Date published: 12/16/2012

BY CHELYEN DAVIS

Virginia is the only state that doesn't allow judges to issue summary judgments in lawsuits based solely on written depositions.

Business groups want to change that.

The state Chamber of Commerce and the Fredericksburg Regional Chamber of Commerce are backing legislation in the upcoming General Assembly session that would allow state judges to issue summary judgments based on depositions.

A summary judgment comes when a judge rules on a case without a full trial. It can save defendants the time and expense of going forward with a trial if the complaint doesn't have legal merit. Sen. Richard Stuart, R-Stafford, used the example of personal injury cases, in which a defendant might try to persuade a judge that the plaintiff's injuries weren't the defendant's fault.

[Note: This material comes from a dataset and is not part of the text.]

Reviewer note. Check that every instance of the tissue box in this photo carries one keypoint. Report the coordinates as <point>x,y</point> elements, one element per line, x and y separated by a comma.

The state Chamber's legislative package for the upcoming session says that Virginia's rules don't allow depositions to be used in support of a summary judgment, although depositions can be used to defeat a motion for summary judgment.

"Enacted in 1973, this arbitrary and one-sided rule excludes a portion of otherwise reliable evidence from consideration in support of the motion," the Chamber said in its legislative documents. "The use of deposition testimony in summary judgment proceedings provides judges meaningful access to facts so that unfounded claims may be weeded out before trial. Defendants unable to remove a matter to federal court are left without a practical summary judgment remedy and must bear the costs of trial before a court may rule to strike the case."

When the issue came up at the Fredericksburg Chamber's annual legislative reception last week, most local legislators said they'd support the change, saying it would help businesses and would save time and money in the legal system.

"I think it will help make the system a little more efficient," House Speaker Bill Howell, R-Stafford, said later in an interview. "If 49 other states are doing it differently then we probably need to take a look at it."

Stuart, however, is not so sure.

He conceded that it would be a way to limit "nuisance suits," and said that if a case can't survive a summary judgment motion, "you're in trouble anyway."